Yes, in that confession he exposed our correspondence, what a masculine act! Get into your phone and put everything here for everyone to see. Didn’t you test-antibiotic.com realize that I deliberately did not delete these messages so that you would at least somehow begin to notice me. ANDmother , and Tanya did not warn either. If I hadn't wanted this, he would never have known about anything. After that difficult conversation when he presented it to me, I was even ready for a divorce, because I didn’t see the point in saving the family. But about living separately, it was more his idea, not mine, and he suggested that I move into a rented apartment. To which I replied that if I move out, I will take the child and things and go to my mother forever. By the way, after he left for a rented room, I also ended my relationship with my lover, although he insisted on a divorce and that I and my son go to him.

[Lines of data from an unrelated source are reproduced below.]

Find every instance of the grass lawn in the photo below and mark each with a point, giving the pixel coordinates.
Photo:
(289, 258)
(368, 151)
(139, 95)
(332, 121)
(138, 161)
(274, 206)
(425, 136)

He asked how I was doing and how was my son? Lie! For three weeks I never asked. Did I forbid him to see my son? Well, if he was told that he was on a business trip, how would he test-antibiotic.com see him occasionally? Coming back from a business trip to sneak a chat with your son? Stupid. The fact that he wrote to me “hello, how are you” didn’t suit me either, believe me, it’s hard. After my son's birthday, I really had a terrible timedepression -loneliness , feeling guilty before my husband, I understand that I should have solved the problem or got a divorce, and not seek solace in someone else’s bed, I sincerely repent for this stupidity, this was the biggest mistake I made in my life. I'll probably blame myself for this for the rest of my life.

Yes, I cried all day then, which resulted in bruises and bags under my eyes, plus several sleepless nights. I really wanted to throw myself out of the window then. To be honest, I’m not going to blackmail him, everything I told him is still valid, he wants a divorce, for God’s sake. Yesterday I suggested going to a psychologist.

Do I love him? She loved, loved deeply, and there was still something left at the bottom of her heart.